Desde cedo, podia levar a pior mas não perdia a piada. Na faculdade de medicina, o professor empunhou um fêmur e perguntou-lhe:

-- Conhece este osso?

Curvando-se cerimoniosamente, o aluno Torelly estendeu a mão, apertando o fêmur:

-- Muito prazer em conhecê-lo!

Antes de autoconsagrado barão, Torelly trabalhou em O Globo e A Manhã, jornal de Mário Rodrigues, pai do futuro dramaturgo Nelson Rodrigues. Saiu de “A Manhã” e fundou o satírico “A Manha”, sem o til porém com muito mais malícia. “Um órgão de ataques... de riso” era seu bordão. Ali, inventou de tudo: um duplo do presidente Washington Luis que “assinava” uma coluna como “Vaz Antão Luis”, apelidos para os ministros Gustavo Capanema (Capa Anêmica) e Góes Monteiro (Gás Morteiro), e foi se autoconcedendo títulos de nobreza, acabando como Sua Majestade Itararé I, o Brando – onde enfiou um cacófato na junção do artigo com o adjetivo.

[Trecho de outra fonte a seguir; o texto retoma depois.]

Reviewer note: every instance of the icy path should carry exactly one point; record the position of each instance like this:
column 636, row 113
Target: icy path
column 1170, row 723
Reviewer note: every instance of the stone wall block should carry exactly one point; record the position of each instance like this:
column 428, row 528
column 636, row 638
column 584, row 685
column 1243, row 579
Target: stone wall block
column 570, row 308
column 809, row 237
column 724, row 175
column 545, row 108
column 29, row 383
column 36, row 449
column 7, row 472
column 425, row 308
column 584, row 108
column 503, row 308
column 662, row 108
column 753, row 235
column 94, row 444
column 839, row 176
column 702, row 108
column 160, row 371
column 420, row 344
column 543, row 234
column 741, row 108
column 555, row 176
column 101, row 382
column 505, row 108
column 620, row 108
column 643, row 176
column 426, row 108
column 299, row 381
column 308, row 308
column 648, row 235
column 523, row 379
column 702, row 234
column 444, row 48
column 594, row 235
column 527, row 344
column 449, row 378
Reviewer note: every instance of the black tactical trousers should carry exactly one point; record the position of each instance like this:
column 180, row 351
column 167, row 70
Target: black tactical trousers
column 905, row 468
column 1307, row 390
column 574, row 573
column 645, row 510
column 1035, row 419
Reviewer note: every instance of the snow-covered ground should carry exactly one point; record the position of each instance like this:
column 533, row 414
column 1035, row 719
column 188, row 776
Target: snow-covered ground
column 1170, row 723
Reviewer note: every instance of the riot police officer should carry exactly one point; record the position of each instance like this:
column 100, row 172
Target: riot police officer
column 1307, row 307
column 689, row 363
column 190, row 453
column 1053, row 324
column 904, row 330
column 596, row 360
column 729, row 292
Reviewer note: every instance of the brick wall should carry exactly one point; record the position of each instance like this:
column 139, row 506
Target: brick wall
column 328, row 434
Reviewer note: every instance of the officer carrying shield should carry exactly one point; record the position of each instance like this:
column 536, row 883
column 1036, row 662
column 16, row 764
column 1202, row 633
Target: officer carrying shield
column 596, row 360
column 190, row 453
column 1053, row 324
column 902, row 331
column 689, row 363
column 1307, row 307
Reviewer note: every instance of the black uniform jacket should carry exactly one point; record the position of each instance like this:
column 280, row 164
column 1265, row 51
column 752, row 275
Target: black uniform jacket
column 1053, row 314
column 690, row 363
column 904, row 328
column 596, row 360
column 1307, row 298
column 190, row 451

Fazendo jus à galhofa, o nome “Itararé” veio de uma batalha que não houve na Revolução de 30. Seguindo o deboche, implantou a União das Repúblicas Socialistas da América do Sul, as URSAS, dirigidas pelo monarca Itararé I.

Comunista, Torelly acabou preso depois da fracassada revolta vermelha de 1935. Durou um ano e seria a mais longa das suas prisões. Em 1947, quando o PC gozou de breve período de legalidade, elegeu-se vereador com o lema “Mais água. Mais leite. Mas menos água no leite!” Porém, em 1948, o partido foi posto na clandestinidade e todos seus 18 vereadores cassados. Torelly lamentou: “Um dia é da caça...os outros da cassação”.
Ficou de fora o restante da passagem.